From: Catalin Marinas on
On Tue, 2010-03-02 at 17:05 +0000, Catalin Marinas wrote:
> On Tue, 2010-03-02 at 21:11 +0900, FUJITA Tomonori wrote:
> > On Sun, 28 Feb 2010 10:31:03 +0530
> > James Bottomley <James.Bottomley(a)HansenPartnership.com> wrote:
> > > But the point of all of this is that I cache invalidation doesn't appear
> > > anywhere in the I/O path ... so if we're getting I/D incoherency,
> > > there's some problem in the mm code (or there's a missing arch
> > > assumption ... like I cache gets moved in more aggressively than we
> > > expect). Parisc is very sensitive to I/D incoherency, so we'd notice if
> > > there were a serious generic problem here.
> >
> > I'm not sure that there are some problems in the mm or common code. Is
> > this ARM's implementation issue? (Of course, the usb stack and the
> > driver's misuse of the DMA API needs to be fixed too).
>
> Just to summarise - on ARM (PIPT / non-aliasing VIPT) there is I-cache
> invalidation for user pages in update_mmu_cache() (it could actually be
> in set_pte_at on SMP to avoid a race but that's for another thread). The
> D-cache is flushed by this function only if the PG_arch_1 bit is set.
> This bit is set in the ARM case by flush_dcache_page(), following the
> advice in Documentation/cachetlb.txt.
>
> With some drivers (those doing PIO) or subsystems (SCSI mass storage
> over USB HCD), there is no call to flush_dcache_page() for page cache
> pages, hence the ARM implementation of update_mmu_cache() doesn't flush
> the D-cache (and only invalidating the I-cache doesn't help).
>
> The viable solutions so far:
>
> 1. Implement a PIO mapping API similar to the DMA API which takes
> care of the D-cache flushing. This means that PIO drivers would
> need to be modified to use an API like pio_kmap()/pio_kunmap()
> before writing to a page cache page.
> 2. Invert the meaning of PG_arch_1 to denote a clean page. This
> means that by default newly allocated page cache pages are
> considered dirty and even if there isn't a call to
> flush_dcache_page(), update_mmu_cache() would flush the D-cache.
> This is the PowerPC approach.
>
> Option 2 above looks pretty appealing to me since it can be done in the
> ARM code exclusively. I've done some tests and it indeed solves the
> cache coherency with a rootfs on a USB stick. As Russell suggested, it
> can be optimised to mark a page as clean when the DMA API is involved to
> avoid duplicate flushing.

Actually, option 2 still has an issue - does not easily work on SMP
systems where cache maintenance operations aren't broadcast in hardware.
In this case (ARM11MPCore), flush_dcache_page() is implemented
non-lazily so that the flushing happens on the same processor that
dirtied the cache. But since with some drivers there is no call to this
function, it wouldn't make any difference.

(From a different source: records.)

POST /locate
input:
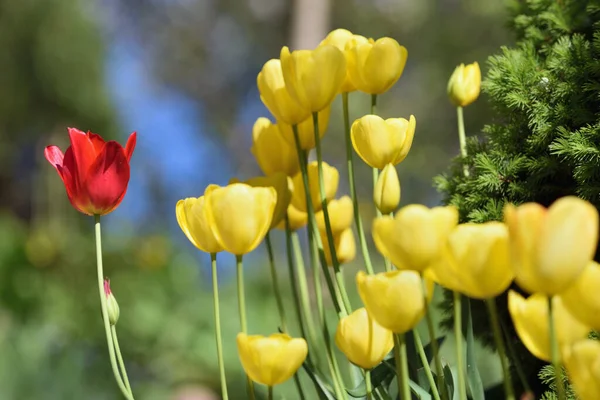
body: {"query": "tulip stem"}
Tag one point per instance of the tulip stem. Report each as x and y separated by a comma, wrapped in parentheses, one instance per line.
(349, 158)
(493, 311)
(401, 358)
(425, 362)
(109, 339)
(275, 281)
(556, 362)
(213, 264)
(462, 138)
(242, 311)
(339, 277)
(458, 338)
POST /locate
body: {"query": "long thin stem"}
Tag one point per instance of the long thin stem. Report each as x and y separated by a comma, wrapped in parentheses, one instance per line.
(493, 312)
(425, 362)
(336, 264)
(556, 362)
(242, 311)
(350, 160)
(275, 282)
(111, 349)
(219, 340)
(458, 337)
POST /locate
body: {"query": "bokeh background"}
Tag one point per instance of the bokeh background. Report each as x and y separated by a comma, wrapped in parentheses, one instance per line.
(182, 73)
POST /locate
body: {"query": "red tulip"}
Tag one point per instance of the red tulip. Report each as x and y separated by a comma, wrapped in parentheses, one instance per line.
(95, 172)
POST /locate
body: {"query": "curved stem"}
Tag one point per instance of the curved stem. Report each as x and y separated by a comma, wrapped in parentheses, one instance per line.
(493, 311)
(349, 159)
(458, 337)
(219, 340)
(111, 349)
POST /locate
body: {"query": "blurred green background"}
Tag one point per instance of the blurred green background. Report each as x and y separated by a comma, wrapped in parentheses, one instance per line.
(182, 73)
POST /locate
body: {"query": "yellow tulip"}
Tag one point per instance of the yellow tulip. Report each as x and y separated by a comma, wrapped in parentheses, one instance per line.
(374, 66)
(530, 317)
(414, 238)
(476, 260)
(192, 220)
(582, 361)
(464, 84)
(240, 215)
(306, 130)
(380, 142)
(340, 215)
(275, 96)
(313, 77)
(394, 299)
(331, 177)
(345, 247)
(551, 247)
(582, 298)
(271, 360)
(272, 152)
(362, 340)
(387, 190)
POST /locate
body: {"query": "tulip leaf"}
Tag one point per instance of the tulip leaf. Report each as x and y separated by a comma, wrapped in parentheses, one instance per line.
(473, 376)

A solution is to do something like read-for-ownership before flushing
the D-cache in update_mmu_cache() (or set_pte_at()).

--
Catalin

--
To unsubscribe from this list: send the line "unsubscribe linux-kernel" in
the body of a message to majordomo(a)vger.kernel.org
More majordomo info at http://vger.kernel.org/majordomo-info.html
Please read the FAQ at http://www.tux.org/lkml/
From: Benjamin Herrenschmidt on
On Tue, 2010-03-02 at 17:47 +0000, Catalin Marinas wrote:
>
> Actually, option 2 still has an issue - does not easily work on SMP
> systems where cache maintenance operations aren't broadcast in hardware.
> In this case (ARM11MPCore), flush_dcache_page() is implemented
> non-lazily so that the flushing happens on the same processor that
> dirtied the cache. But since with some drivers there is no call to this
> function, it wouldn't make any difference.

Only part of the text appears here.